- Date : 24/06/2015
- Read: 4 mins
An insurance company is required to ascertain the validity of the facts presented to it within three years of issuance of the policy.
Clauses are the rights your policy grants you and the duties you are supposed to fulfill towards the policy and the insurance company. While these clauses differ from policy to policy, here are a few basic clauses that you must know:
- Indisputability Clause
Scenario: You bought a lifeinsurance policy ten years ago and have been paying premiums regularly. However when applied for claim, your insurance company denied it on grounds of misinformation.
The Section 45 of the states that a life insurance policy shall not be called in question on the ground of mis-statement after three years. This means that an insurance company is required to ascertain the validity of the facts presented to it within three years of issuance of the policy.
- Renewability Clause
Scenario: Yourpolicy has lapsed and you want to renew the same. However, your insurance company refuses to renew the same.
IRDAI has made it mandatory for insurers to renew a policy except on grounds of fraud, moral hazard or misrepresentation.If your life insurance policy has lapsed and you wish to renew/ reinstate the same, you might have to undergo medical tests and pay all the pending premiums.The decision is based on the underwriting guidelines of the company.
Also, while the insurer may not allow you to alter the features of the base policy, you can generally add/delete riders during policy renewal.
- Reasonability Clause
Scenario: When you bought your health insurance policy, your advisor told you that all medical bills would be compensated by the insurance company. However, when you got to the claim settlement stage, the company did not pay you the entire amount you spent on your treatment.

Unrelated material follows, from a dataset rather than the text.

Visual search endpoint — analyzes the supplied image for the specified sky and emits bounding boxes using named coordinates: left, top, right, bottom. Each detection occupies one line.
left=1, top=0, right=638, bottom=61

The reasonability clause protects insurance companies against frivolous claims. The clause states that only expenses that are reasonable and necessary can be claimed. This means that the net amounts on your bills need to follow the industry standards. The insurance company compares the values on the bill to the standard rates for the same service and pays you a reasonable amount.
- Free Look Clause
Scenario: You bought a policy that you thought was right for you. However, a few days and a thorough reading later, you realized that it might not be the best one for you. You want to return the policy and undo the transaction.
Insurance policies are big decisions because they cause a fixed outflow from your income for a very long time and form an intrinsic part of your financial plan. What happens if you buy an insurance policy and realize that it is not right for you? The free look clause acts like a ‘return policy’ on all insurance products. In case you are not satisfied with the terms and conditions of the policy, you can opt to cancel your policy within a specified number of days which is mentioned in the policy document. The insurance company might deduct some charges from the premium paid by you, as mentioned in the ‘Free-look Option’ clause.
- Contribution Clause
Scenario: You bought two health insurance policies from different companies. You assumed that you could claim from both policies at the time of claim settlement. However, the insurance companies denied your claims and decided to give you a settlement after borrowing funds from both policies.
The contribution clause is applicable if you have multiple insurance policies, covering the same asset. When you submit your bills to the two companies, they will contribute equally to the final claim amount. In case the policies are at different ratios to each other, the companies will combine the settlement in the same ratio and borrow money from each policy to get you a reasonable settlement.
Always check the clauses included in your policy document. Note that the meanings of words in the document may not be meanings you know from conventional usage.